SINGAPORE — In May 2022, a Singapore Airlines (SIA) aircraft departing Nepal for Singapore suffered damage when its tail struck the runway during take-off, according to an investigation by the Transport Ministry's Transport Safety Investigation Bureau (TSIB). 

The incident resulted from the pilot over-tilting the plane, possibly combined with a tailwind. The Boeing 737-800 had took off from Kathmandu International Airport, and a cabin crew member in the back of the plane heard a thud and scraping sound just before take-off. The monitoring pilot also felt a light thud but noticed no engine anomalies.

After taking off and suspecting a tail strike, the pilot continued flying to reach the minimum safe altitude before descending and diverting to Kolkata, India. As a precaution, the monitoring pilot deployed passenger oxygen masks. No injuries were reported among the eight crew members and 165 passengers on board. Inspections in Kolkata revealed that the aircraft's tail skid assembly had touched the runway, but there was no damage to the rear fuselage.

The TSIB report noted that the flight crew could have checked for a tail strike at 10,500 ft while climbing to the minimum safe altitude. However, the report acknowledged that a tail strike in Kathmandu, at 4,400 ft elevation, would be particularly challenging due to the unique operational environment. The investigation also found that the aircraft lacked a tail strike warning indication system. TSIB recommended Boeing consider making such a warning system a standard feature on flight decks.

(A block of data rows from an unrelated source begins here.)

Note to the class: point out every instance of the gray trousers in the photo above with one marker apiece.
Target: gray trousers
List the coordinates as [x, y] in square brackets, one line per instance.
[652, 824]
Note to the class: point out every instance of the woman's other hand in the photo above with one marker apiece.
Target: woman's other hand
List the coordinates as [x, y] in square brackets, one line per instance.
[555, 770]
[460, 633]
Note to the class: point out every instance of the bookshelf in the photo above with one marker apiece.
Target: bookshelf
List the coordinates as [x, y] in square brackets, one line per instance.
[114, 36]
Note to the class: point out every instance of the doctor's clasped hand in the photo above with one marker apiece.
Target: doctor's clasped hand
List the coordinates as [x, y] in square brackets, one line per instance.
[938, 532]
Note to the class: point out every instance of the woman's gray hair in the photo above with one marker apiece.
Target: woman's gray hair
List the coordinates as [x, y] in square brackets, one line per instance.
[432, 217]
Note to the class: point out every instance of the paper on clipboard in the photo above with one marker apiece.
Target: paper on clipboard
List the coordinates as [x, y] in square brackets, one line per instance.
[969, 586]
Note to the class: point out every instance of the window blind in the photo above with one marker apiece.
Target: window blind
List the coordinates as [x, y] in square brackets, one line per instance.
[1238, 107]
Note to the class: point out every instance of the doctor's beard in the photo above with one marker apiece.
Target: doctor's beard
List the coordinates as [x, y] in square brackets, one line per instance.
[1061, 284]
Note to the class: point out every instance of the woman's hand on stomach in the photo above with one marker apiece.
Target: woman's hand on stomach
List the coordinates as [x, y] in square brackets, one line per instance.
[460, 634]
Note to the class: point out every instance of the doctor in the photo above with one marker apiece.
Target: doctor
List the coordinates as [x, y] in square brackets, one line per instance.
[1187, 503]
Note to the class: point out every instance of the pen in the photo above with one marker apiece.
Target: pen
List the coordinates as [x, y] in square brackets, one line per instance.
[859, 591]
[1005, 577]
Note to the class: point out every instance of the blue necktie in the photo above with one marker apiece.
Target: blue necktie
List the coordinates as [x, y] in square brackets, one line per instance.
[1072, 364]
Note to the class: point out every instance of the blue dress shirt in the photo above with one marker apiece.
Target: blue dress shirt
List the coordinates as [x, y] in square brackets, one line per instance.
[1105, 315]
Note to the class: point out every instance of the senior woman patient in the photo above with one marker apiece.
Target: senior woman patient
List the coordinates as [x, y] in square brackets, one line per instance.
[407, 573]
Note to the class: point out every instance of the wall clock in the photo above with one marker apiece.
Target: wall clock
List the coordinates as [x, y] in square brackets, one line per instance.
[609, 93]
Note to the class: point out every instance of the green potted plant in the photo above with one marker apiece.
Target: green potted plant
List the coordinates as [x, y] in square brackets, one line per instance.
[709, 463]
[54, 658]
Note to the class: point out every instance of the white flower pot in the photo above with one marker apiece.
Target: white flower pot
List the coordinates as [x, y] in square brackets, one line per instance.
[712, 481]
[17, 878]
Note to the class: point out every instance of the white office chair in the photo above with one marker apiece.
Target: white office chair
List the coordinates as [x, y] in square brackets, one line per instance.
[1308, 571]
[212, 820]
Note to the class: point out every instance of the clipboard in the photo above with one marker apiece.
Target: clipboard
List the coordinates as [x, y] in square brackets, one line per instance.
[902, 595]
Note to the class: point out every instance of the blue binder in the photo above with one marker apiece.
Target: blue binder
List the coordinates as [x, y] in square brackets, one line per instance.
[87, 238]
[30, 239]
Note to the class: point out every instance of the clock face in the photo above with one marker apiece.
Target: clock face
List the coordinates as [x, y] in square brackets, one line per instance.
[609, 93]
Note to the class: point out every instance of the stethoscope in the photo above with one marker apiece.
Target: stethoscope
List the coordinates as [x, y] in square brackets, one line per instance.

Additionally, the report highlighted that the monitoring pilot had deployed oxygen masks without informing the pilot flying, which TSIB suggested could impact flight crew communication and situational management. TSIB recommended that SIA re-emphasize proper aircraft control techniques during take-off to prevent tail strikes and provide targeted advice and training for high-elevation airports with surrounding high terrain, such as Kathmandu. SIA has reportedly incorporated lessons learned from the incident in their training programs and reaffirmed its commitment to passenger and crew safety.